The social and solidarity economy still ekes out a niche existence today. For Daniel Tesch, however, it is clear that this will change with the coming generations. In the interview, the director of the Union luxembourgeoise de l'économie sociale et solidaire (Uless) also explains why, in his opinion, all companies should be obliged to document their social impact.
Daniel Tesch has been director of the Union Luxembourgeoise de l'économie sociale et solidaire Uless since May 2020. Founded in July 2013, the "mother of all social enterprises (SIS), " as the lawyer jokingly calls the umbrella organisation, represents, according to its own information, the interests of more than 300 actors in the social and solidarity economy with approximately 20,000 employees in a direct and indirect way. Uless itself currently has 61 members. We spoke with Daniel Tesch about possible adjustments to the social enterprise model and the outlook for the potential of the social and solidarity economy as a whole.
Lëtzebuerger Journal: We are here at the Social Business Incubator, where Uless is also based. Is this the place where people who are interested in social business come?
Daniel Tesch: The Uless is basically an umbrella organisation, but we are also a support organisation, which means we stimulate the influx of people coming our way, young entrepreneurs from the lyceums or professionals who have decided to move into the impact economy (in the narrower sense, an economic activity that brings about social or environmental change in addition to a financial return, ed.). This means that the movement has different sources, and we are trying to centralise that here. We are also trying to get the community to be self-sustaining and to network with each other so that they can help each other.
An SIS is based on a company, so at first this is more like the Anglo-Saxon model, but at the same time there are limitations. Is the SIS a hybrid model that enables different forms of social economy, or simply nothing half and nothing whole?
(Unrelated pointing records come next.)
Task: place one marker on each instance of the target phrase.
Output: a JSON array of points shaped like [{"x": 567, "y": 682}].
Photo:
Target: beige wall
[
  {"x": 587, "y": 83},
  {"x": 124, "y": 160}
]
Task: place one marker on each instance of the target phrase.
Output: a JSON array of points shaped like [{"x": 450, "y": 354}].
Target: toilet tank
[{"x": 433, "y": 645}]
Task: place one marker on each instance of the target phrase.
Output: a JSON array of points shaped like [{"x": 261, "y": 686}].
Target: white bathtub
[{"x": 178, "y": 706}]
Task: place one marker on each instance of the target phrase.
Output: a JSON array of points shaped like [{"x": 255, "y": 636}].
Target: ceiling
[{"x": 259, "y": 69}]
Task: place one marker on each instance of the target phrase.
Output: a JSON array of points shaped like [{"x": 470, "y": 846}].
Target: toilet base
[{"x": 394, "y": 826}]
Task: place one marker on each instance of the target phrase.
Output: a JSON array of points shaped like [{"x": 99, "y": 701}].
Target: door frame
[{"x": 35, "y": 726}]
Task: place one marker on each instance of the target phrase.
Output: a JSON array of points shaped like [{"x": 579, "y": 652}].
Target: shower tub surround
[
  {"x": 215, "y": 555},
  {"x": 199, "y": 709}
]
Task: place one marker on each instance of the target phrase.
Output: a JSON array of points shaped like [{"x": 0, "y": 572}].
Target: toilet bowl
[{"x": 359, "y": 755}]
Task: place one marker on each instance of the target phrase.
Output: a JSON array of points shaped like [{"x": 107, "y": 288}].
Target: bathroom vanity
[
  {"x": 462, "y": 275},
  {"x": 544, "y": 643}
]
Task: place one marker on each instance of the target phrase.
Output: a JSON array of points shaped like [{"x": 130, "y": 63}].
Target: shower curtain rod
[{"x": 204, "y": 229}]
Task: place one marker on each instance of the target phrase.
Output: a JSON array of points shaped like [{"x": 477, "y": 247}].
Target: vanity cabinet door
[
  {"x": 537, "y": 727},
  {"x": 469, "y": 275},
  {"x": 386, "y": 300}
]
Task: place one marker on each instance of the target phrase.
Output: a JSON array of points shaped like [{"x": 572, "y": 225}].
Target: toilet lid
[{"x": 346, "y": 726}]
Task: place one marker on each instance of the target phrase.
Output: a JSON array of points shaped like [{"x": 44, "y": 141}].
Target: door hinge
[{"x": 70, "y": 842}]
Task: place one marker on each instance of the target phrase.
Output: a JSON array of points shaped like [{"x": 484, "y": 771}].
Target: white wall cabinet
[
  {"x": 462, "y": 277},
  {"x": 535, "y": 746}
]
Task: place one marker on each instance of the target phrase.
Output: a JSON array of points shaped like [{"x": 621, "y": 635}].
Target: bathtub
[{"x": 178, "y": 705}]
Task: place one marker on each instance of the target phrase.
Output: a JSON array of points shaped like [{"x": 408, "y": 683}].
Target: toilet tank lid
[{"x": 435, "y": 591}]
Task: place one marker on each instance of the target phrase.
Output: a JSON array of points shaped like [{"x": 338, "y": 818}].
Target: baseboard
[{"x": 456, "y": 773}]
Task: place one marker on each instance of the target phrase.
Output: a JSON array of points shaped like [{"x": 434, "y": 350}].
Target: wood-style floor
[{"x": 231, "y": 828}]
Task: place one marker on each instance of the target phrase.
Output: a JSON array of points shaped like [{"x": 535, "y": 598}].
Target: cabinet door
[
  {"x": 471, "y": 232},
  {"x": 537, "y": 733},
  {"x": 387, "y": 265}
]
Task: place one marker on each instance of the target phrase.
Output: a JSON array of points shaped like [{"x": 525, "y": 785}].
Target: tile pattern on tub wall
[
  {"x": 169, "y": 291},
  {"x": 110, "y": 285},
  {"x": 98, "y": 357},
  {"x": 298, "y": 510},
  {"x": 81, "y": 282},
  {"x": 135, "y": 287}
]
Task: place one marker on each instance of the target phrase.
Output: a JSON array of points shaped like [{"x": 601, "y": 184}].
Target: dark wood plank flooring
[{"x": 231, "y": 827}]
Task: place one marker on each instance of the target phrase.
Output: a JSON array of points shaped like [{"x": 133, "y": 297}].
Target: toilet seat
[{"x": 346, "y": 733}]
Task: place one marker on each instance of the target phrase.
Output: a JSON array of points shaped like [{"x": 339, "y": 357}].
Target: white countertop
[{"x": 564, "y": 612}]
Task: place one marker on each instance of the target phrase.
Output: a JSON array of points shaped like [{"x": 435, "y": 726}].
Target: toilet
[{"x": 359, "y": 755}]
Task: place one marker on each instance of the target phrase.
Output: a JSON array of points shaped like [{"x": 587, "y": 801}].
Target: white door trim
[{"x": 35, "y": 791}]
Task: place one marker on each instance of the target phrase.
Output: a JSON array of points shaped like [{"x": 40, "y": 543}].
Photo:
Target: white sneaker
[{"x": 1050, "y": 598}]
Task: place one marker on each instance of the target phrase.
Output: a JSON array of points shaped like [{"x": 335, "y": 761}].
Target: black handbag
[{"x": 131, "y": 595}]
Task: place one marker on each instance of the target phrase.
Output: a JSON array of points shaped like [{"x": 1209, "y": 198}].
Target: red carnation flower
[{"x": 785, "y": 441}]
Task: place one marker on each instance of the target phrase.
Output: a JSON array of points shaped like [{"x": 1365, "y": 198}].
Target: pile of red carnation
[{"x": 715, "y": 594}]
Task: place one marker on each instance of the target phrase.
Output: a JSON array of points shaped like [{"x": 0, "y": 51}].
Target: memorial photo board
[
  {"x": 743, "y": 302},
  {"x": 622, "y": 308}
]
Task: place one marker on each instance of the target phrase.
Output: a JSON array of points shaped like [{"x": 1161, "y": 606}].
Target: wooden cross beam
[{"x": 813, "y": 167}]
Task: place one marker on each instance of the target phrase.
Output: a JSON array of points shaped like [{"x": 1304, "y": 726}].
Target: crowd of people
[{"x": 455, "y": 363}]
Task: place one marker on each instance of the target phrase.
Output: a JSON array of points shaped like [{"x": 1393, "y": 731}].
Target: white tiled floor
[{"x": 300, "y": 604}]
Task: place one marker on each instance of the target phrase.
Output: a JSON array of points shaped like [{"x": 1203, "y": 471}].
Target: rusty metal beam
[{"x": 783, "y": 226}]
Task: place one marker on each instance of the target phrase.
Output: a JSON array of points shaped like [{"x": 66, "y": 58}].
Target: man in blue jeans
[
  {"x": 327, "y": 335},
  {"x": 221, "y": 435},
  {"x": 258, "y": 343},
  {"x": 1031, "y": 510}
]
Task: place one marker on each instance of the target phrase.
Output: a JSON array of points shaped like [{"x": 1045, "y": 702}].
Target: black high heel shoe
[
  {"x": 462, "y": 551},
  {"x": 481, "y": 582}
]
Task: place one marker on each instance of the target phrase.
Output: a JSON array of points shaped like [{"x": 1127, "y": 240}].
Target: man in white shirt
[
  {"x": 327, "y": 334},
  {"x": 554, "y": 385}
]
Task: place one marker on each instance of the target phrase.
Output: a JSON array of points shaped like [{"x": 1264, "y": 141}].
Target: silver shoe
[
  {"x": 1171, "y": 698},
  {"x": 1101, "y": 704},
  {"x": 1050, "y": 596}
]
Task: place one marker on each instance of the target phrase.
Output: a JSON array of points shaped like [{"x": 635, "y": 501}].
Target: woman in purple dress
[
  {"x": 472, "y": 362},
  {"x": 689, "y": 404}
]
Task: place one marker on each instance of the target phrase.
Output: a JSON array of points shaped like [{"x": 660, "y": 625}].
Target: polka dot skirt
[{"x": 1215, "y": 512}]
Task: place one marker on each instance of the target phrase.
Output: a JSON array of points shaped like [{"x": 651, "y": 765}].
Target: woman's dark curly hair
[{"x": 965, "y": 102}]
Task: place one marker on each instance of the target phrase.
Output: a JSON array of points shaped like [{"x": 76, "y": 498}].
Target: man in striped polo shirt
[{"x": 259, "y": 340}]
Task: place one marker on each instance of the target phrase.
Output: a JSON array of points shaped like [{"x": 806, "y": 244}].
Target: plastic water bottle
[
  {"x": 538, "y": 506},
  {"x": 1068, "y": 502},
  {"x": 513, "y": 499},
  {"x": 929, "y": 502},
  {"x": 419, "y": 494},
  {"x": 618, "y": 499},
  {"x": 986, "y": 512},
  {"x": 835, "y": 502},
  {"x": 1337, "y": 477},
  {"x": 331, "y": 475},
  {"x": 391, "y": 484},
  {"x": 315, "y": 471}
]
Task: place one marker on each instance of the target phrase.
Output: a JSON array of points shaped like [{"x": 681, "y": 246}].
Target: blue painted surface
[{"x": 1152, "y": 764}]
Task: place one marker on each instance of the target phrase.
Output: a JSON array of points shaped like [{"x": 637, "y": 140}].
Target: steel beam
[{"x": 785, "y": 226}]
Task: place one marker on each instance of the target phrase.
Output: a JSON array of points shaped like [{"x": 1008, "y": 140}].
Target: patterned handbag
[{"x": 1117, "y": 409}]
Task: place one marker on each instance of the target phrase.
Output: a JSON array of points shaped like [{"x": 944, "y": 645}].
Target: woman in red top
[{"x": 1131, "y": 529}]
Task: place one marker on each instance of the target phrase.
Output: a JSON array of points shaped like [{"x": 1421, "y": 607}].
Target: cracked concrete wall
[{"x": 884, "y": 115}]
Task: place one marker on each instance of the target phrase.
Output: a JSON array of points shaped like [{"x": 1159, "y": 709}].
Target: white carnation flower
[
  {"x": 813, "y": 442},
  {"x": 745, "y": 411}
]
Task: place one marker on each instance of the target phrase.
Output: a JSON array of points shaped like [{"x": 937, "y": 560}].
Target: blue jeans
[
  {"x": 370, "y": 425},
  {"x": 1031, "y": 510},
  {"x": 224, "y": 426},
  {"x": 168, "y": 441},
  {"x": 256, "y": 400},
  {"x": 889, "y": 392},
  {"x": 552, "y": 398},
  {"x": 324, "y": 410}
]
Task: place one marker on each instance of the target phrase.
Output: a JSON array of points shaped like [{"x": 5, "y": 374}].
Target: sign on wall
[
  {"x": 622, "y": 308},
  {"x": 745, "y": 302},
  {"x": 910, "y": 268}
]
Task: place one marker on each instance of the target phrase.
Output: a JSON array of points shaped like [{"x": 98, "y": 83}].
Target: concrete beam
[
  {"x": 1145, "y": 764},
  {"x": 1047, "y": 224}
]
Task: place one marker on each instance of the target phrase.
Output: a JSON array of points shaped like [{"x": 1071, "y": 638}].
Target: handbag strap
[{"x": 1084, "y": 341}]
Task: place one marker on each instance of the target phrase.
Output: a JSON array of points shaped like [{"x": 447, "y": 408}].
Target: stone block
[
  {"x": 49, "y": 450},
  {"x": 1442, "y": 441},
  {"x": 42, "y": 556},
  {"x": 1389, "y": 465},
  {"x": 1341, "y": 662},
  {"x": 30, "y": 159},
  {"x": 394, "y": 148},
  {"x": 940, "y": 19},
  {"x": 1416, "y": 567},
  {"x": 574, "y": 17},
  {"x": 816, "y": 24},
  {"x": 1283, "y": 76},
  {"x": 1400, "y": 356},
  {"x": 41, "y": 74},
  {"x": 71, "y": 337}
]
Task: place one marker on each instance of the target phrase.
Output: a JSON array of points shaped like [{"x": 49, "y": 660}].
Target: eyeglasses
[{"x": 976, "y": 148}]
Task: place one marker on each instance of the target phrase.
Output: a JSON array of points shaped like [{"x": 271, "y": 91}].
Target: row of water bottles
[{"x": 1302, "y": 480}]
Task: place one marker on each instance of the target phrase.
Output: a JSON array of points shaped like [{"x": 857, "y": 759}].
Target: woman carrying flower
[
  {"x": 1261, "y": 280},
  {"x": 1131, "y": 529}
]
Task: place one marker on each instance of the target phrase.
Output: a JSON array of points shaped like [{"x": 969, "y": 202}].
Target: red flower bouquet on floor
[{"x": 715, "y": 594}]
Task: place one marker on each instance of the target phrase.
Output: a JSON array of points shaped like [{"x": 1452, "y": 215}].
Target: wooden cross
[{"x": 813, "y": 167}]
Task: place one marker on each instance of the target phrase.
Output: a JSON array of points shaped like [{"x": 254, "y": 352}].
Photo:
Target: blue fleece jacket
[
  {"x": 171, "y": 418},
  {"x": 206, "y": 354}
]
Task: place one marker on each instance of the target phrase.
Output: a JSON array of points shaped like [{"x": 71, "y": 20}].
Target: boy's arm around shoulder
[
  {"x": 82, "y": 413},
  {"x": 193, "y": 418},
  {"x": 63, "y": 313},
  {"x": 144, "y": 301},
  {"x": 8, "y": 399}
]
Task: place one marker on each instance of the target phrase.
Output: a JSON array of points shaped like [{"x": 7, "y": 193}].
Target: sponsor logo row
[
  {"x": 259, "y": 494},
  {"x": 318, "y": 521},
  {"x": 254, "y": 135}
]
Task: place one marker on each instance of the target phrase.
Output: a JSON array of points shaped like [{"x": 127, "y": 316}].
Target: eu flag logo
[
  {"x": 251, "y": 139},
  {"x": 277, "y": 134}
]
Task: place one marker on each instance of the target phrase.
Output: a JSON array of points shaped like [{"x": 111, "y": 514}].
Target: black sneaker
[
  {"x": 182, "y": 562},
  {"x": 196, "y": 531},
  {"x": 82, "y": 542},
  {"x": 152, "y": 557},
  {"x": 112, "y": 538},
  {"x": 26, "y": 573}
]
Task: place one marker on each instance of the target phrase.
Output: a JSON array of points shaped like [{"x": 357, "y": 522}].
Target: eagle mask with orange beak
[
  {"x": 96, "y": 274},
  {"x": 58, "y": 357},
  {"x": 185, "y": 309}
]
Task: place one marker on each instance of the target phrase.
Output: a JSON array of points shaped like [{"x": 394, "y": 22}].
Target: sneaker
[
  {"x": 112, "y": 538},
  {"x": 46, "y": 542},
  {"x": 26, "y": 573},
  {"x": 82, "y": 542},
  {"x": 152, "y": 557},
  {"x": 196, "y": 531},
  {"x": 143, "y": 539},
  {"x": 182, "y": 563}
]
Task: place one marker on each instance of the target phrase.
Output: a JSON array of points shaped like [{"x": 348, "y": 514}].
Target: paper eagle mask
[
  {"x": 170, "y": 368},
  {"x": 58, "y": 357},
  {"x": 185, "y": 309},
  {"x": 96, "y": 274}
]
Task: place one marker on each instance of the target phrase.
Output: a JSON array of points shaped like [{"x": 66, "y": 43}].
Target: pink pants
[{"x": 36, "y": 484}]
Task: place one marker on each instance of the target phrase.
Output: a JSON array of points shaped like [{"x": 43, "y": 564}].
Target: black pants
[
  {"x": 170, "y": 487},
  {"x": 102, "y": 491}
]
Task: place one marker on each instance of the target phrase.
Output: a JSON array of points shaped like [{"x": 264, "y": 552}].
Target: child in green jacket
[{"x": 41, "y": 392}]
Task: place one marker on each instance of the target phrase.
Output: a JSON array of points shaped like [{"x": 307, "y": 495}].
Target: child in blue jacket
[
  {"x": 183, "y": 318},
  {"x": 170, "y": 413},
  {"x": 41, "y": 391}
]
Around 2013/2014, these considerations [for a law] emerged. The social and solidarity economy was, after all, a state secretariat that was attached to the Ministry of Labour and Employment in 2013 under the leadership of Nicolas Schmit, who was very committed to this cause. Paulette Lenert accompanied the text as a lawyer at that time, which was still under Minister Romain Schneider. It was basically a panel of lawyers who drafted the text. People from big law firms who did it on a voluntary basis because they themselves were involved in non-profit associations. People who actually come from the capitalist movement but, let's say, have a heart.
Instead of generating dividends again, a social impact should be achieved, a contribution to the common good. I already see this as a sign of a generation, and the next generation is even more strongly moving in this direction. The team that drafted this law used an Anglo-Saxon code, of course, because they worked a lot with banks and funds. But they also had their own legal background, which is French and Belgian; so they arranged our normal law with these concepts from the Anglo-Saxon economy. It is not a hybrid, but rather a synthesis of all these elements. The parties involved have deliberately edited the text so that there have to be balances, and I think there are in this law.
In 2021, the SIS model has already been adjusted once in law. But you have indicated that other modifications are possible?
The 2021 adjustment regarding the external audit was more of a correction, and now basically a version is coming that is supposed to eliminate all the small disadvantages that still exist. To this end, we are asking the entrepreneurs themselves what they would do if they could improve something. To name one example: Today, it is impossible for a shareholder to lend money to his company when it needs capital.